The reason I gave this book 1 star, and have given up even trying to read it, is because I do not like Orson Scott Card. As an author. This was the second book of his I've read - or tried to read- and it will most assuredly be my last. I finished the other one, but can't say I liked it, though it was... interesting. This one I just couldn't even muster up any meh over, and it's supposedly his best work. I disliked it almost immediately.
I made it about 15%, and I've read about all I can stands, I can't stands no more.

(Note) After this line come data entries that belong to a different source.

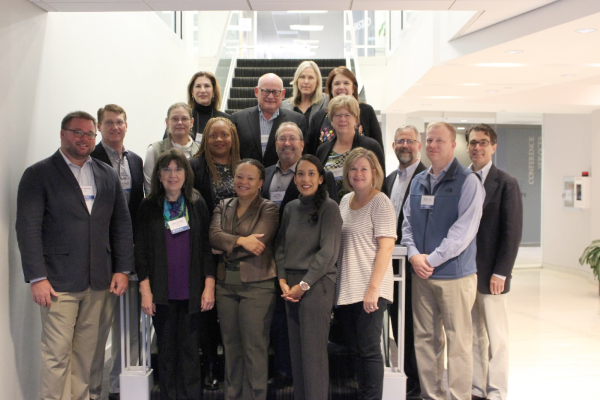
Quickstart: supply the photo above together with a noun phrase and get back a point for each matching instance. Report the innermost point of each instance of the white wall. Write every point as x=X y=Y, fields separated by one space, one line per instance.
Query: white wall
x=570 y=143
x=52 y=64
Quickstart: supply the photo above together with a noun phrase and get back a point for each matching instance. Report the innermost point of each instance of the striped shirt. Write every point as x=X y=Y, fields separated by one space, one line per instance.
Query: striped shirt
x=356 y=260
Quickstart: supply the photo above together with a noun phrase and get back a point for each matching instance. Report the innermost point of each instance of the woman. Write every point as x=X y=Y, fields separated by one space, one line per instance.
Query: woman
x=176 y=270
x=341 y=81
x=345 y=114
x=307 y=248
x=213 y=167
x=365 y=281
x=307 y=95
x=204 y=98
x=243 y=229
x=179 y=122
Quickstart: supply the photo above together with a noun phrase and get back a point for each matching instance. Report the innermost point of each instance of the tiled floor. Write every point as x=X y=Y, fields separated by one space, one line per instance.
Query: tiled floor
x=555 y=336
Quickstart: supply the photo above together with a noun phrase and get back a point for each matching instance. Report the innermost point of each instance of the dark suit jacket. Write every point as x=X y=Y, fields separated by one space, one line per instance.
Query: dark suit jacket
x=389 y=185
x=151 y=251
x=136 y=169
x=203 y=181
x=292 y=192
x=261 y=216
x=500 y=229
x=359 y=141
x=248 y=127
x=58 y=237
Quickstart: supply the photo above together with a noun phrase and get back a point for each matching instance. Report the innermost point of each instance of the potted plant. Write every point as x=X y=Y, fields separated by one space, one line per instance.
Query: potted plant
x=591 y=256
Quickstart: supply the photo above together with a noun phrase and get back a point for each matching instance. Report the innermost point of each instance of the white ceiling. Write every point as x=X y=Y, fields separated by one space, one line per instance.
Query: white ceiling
x=560 y=69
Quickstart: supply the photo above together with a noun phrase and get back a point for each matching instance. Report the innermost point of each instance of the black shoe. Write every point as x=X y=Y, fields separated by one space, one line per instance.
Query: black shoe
x=210 y=380
x=280 y=380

The writing is awful. We're told what Ender thinks. We're told what Ender feels, and does, and says, and why, and despite supposedly being in his head, I don't understand or like him at all. We're told he's a genius. We're told he's mastered calculus as a toddler, that he can hack school computers with ease. We're told that he plays game A. Then he beats it, and plays game B. In every game, the goal is conquer and kill, and he's the best at it. But we're told that Ender does that only when he's forced... but then we're told that he likes it - no he doesn't! - yes he does. He stabs the game giant in the eye and likes it, and then when the giant is 'dead' and no longer an obstacle, out of boredom, he wishes he could murder it again. Because he liked it. That's why he's The One. Duh.

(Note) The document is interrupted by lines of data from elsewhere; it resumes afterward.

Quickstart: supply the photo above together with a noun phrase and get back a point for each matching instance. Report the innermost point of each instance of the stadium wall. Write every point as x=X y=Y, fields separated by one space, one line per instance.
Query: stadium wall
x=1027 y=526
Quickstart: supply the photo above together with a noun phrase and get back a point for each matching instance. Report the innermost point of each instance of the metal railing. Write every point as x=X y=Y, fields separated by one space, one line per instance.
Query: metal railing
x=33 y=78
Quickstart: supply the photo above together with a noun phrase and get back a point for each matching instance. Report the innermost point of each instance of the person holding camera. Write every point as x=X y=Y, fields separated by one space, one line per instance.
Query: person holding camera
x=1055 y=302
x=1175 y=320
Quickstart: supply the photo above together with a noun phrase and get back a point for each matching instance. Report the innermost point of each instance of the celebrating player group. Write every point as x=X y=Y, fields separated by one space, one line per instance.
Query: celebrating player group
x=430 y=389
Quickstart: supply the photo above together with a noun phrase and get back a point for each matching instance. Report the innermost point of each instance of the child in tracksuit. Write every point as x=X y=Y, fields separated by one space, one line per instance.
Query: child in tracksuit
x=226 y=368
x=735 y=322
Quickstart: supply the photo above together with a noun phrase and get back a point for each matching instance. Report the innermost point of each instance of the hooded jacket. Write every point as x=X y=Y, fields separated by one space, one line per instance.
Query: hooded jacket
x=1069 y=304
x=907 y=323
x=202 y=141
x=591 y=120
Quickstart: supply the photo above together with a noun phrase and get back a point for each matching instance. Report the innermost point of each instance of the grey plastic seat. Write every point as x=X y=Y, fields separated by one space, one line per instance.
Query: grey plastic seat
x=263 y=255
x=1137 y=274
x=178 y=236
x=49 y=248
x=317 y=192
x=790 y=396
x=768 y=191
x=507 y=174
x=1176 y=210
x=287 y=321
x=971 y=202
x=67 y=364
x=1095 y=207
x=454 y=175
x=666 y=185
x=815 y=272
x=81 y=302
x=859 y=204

The ridiculous chapter-leading nameless dialogues are terrible and jarring and distracting, and they take me out of the story. Which is a very bad thing when I'm disliking and uninterested in the story as it is.
The complete lack of characterization is shameful. These kids, and especially Ender, who is SIX YEARS OLD and likes to throw the N-word around like it's a frisbee, sound like adults that I wouldn't even want to talk to, let alone root for. I don't like, understand, or care about a single character in this book. Not one. Wait, I might like the Buggers, but that's only because I feel like they have to be decent if they want to rid the universe of this society of sociopaths and groomed killer children.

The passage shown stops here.